Special relativity

The fact that we spend our lives moving quite slowly compared to the speed of light is the reason we find some of the phenomena of relativity difficult to believe.

All of the changes that occur at close to light speed have been experimentally demonstrated – they are not science fiction.

When Albert Einstein carried out thought experiments to predict motion close to the speed of light he realized that the speed of light in a vacuum was actually a physical constant and could not change. It is given the symbol c and is approximately 3 \times 10^{8}ms^{-1}

As the speed of light remains constant, this means that everything else has to change at these speeds.

Mass, length and time must all be redefined at speeds greater than 90 per cent of light speed (approximately 2.7 \times 10^{8}ms^{-1}).

Time dilation

Research the "Twin Paradox" and you will discover how an astronaut returns from a high speed space journey apparently younger than his (or her) twin who observed the journey from Earth.

Both clocks keep time accurately in their own frame of reference but the 'paradox' comes from the comparison due to the relative motion - hence relativity.

The earthbound observer measures a longer or 'dilated' time due to the movement of the astronaut's clock that has kept time accurately on the moving spacecraft. Even the astronaut's biological age does not progress as quickly as the earthbound twin but this effect is only noticeable at speeds close to the speed of light. To remember which is the dilated time the aide memoire "moving clocks appear to run slowly" can be useful.

Relativity of time on earth and space

The numerical example below shows that the extent of dilation of time depends on how fast the astronaut is moving using the relationship:

t\textquotesingle = \frac{t}{\sqrt{1-\frac{v^{2}}{c^{2}}}}

This gives the result for t\textquotesingle, the dilated time - in this example the time observed on earth.

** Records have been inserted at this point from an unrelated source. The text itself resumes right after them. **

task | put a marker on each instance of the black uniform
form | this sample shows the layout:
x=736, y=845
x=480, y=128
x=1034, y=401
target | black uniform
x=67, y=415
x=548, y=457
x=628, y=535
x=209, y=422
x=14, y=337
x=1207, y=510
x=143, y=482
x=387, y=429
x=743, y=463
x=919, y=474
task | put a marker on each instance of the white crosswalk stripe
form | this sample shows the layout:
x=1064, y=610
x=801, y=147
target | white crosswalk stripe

The time t on the top of the equation is the time observed by the astronaut travelling at speed v and is sometimes referred to as the 'proper time' in relativity.

The Russian Cosmonaut Sergei Avdeyev spent 747 days (64 540 800 seconds) aboard the Space Station Mir which travels at 7600 ms-1. Calculate how much time Sergei 'extended' his life by.

First put in the known numerical values:

t\textquotesingle = \frac{64,540,800}{\sqrt {1- \frac{7600^{2}}{(3\times 10^{8})^{2}}}}

When calculating this equation it is best to use the brackets facility on a calculator or to work outwards.

Start off with the \frac{v^{2}}{c^{2}} term and work through stage by stage.

t\textquotesingle = \frac{64,540,800}{\sqrt{1-6.41\times 10^{-10}}}

Which then gives:

t\textquotesingle = \frac{64,540,800}{0.9999999996795}

Remember to take the square root.

t\textquotesingle = 64,540,800.0207s

In other words after over two years being the fastest human being, Sergei only experienced 21 milliseconds less than colleagues on Earth.

Note in these examples since there is such a small difference we need to use a much larger number of significant figures than is usual.


In considering relativity we think of ourselves at rest. Is this strictly true and if not, why not?

Certainly not. The Earth is spinning and we move at up to 1000 miles per hour depending on our latitude.

Earth orbits the Sun at approximately 60 000 miles per hour. Add to this the orbital speed of our Sun in the Milky Way galaxy and the movement of the galaxy in the universe and we are definitely not still on this wider scale.

However as an observer we are the reference frame and so can consider ourselves stationary.